Tango dancers in La Boca, Buenos Aires. (Photo by author.)

Tango dancers in La Boca, Buenos Aires. (Photo by author.)

“Two weeks ago I met a travel agent.  I thought they were all gone. Shows you how crazy I am—I’m sure there are others like me out there,” said John Walsh, CEO & President, SightSpan Inc.  He’s right—there are lots of others out there like him.  Walsh travels extensively and books online, directly with the airline.  Asked why he doesn’t use an agent he said, I don’t use a travel agent due to lack of a relationship and it seems faster for me to book business trips and vacations myself.”

Understanding this point of view needn’t be a reason for travel agents to throw in the towel, but rather an opportunity for them to understand why it’s important to leverage their expertise and assets and market themselves through writing.  Agents who specialize have a head start to differentiate themselves within the competitive marketplace to influence travelers and communicate their value.  For readers who latch on to a specialist’s insights, they won’t have to think twice about how to book their travel the next time they want to explore options about a particular destination.

Ballynahinch Castle, Galway, Ireland.  (Photo by author.)

Ballynahinch Castle, Galway, Ireland. (Photo by author.)

When I asked Walsh if he’d consider using a travel agent he said, “I would, if their services were presented with a clear value proposition and cost benefit offering.  Agents need to better state that they’re still out there and articulate their value.  They need to reeducate people of why it’s best to have a human working with you when something goes wrong—and it always does.”

Bedouin riders at Petra, Jordan. (Photo by author.)

Bedouin riders at Petra, Jordan. (Photo by author.)
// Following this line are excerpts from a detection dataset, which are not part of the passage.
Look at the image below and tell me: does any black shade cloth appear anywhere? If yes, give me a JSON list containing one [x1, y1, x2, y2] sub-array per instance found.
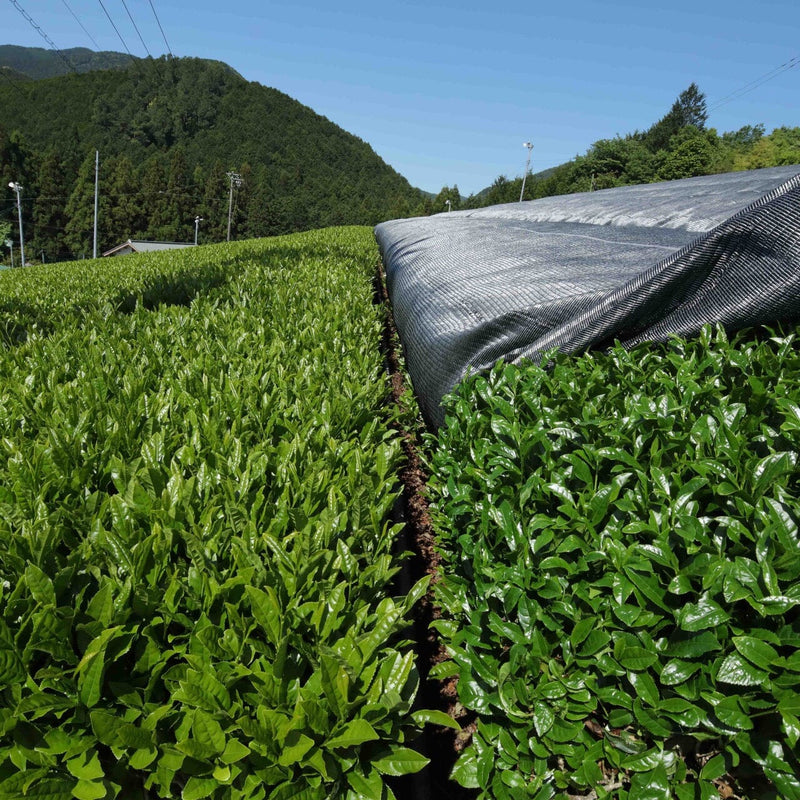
[[375, 165, 800, 426]]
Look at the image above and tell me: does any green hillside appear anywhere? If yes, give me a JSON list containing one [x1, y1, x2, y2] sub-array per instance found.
[[0, 44, 139, 80], [0, 50, 422, 260]]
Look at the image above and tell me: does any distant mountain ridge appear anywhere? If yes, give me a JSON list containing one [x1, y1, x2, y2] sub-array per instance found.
[[0, 44, 139, 80], [0, 44, 242, 81], [0, 46, 423, 260]]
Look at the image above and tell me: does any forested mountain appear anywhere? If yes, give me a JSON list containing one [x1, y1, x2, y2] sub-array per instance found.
[[0, 50, 422, 260], [432, 83, 800, 211], [0, 44, 139, 80]]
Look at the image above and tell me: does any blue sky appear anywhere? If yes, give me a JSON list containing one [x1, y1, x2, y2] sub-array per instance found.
[[0, 0, 800, 195]]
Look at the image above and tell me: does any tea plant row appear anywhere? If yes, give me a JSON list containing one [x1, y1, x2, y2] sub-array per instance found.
[[0, 229, 441, 800], [431, 329, 800, 800]]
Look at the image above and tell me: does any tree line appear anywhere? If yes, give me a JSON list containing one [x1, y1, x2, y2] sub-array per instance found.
[[0, 58, 424, 261], [432, 83, 800, 211]]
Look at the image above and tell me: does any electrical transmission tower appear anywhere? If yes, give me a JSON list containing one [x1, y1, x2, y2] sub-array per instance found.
[[225, 171, 244, 241]]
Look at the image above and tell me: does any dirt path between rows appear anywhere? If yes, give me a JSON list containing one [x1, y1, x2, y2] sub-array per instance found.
[[375, 262, 477, 800]]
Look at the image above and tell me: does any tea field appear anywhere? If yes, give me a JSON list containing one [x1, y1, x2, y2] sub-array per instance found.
[[430, 328, 800, 800], [0, 228, 444, 800]]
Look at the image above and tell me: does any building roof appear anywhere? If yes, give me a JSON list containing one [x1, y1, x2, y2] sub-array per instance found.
[[103, 239, 194, 256]]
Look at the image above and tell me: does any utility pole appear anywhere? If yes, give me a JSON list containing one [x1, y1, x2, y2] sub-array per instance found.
[[8, 181, 25, 267], [225, 170, 244, 241], [92, 150, 100, 258], [519, 142, 533, 203]]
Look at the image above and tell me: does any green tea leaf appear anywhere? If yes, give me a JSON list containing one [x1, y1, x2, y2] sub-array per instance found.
[[372, 747, 430, 775], [717, 653, 769, 686]]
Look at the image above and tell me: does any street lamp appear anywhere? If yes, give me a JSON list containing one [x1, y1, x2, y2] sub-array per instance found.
[[8, 181, 25, 267], [519, 142, 533, 203]]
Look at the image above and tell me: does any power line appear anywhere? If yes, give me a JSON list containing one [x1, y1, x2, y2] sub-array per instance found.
[[10, 0, 78, 74], [122, 0, 153, 58], [96, 0, 133, 60], [61, 0, 102, 50], [707, 55, 800, 111], [149, 0, 172, 57]]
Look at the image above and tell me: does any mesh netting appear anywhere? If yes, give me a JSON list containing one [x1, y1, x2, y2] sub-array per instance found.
[[375, 166, 800, 425]]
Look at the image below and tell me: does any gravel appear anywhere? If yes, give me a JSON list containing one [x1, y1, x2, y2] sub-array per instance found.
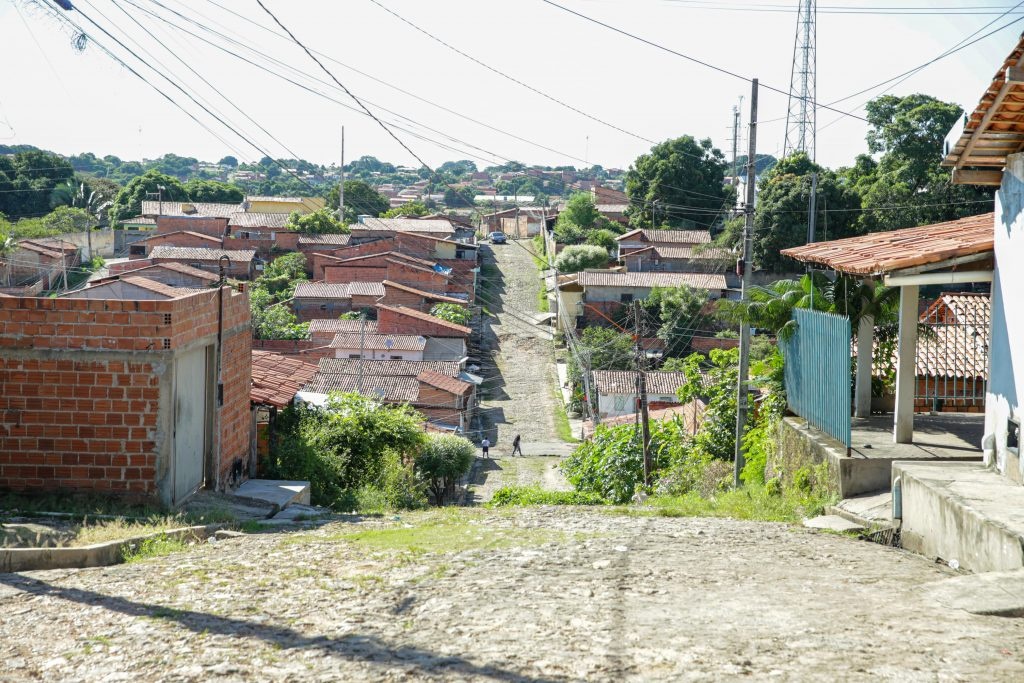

The best reason for using a knowledgeable agent is that they’re there for you when the unexpected happens and you have to cancel or change your plans because an ash-cloud exploded over Europe or because you fell off your scooter in Bermuda and landed in the hospital. I hope you never have to experience having to suddenly return home from a foreign land when you booked everything on the Internet.  Any travel agent worth their salt will be able to turn you on to the best experience for your money or save you from having that “trip from hell” where perhaps your room isn’t reserved or your hotel is located in the wrong part of town.  Agents who are truly connected to a destination or travel experience can dive deep for you.  If you have any doubts, take a look at Condé Nast Traveler’s Top Travel Specialists Collection or Travel + Leisure’s A-List: Top 100 Agents and you’ll see what I mean.  After reading through a few of these specialists, you’ll be itching to escape somewhere.

So if you’re a travel agent or counselor who specializes, share your expertise.  If you’re a traveler, think about visiting your local travel agency and get to know the experts.

Margaritas on the rocks with salt. (Photo by author.)

Margaritas on the rocks with salt. (Photo by author.)

By the way, my friend’s margaritas and guacamole were excellent.  But then again, I had no doubt they would be…it’s her specialty.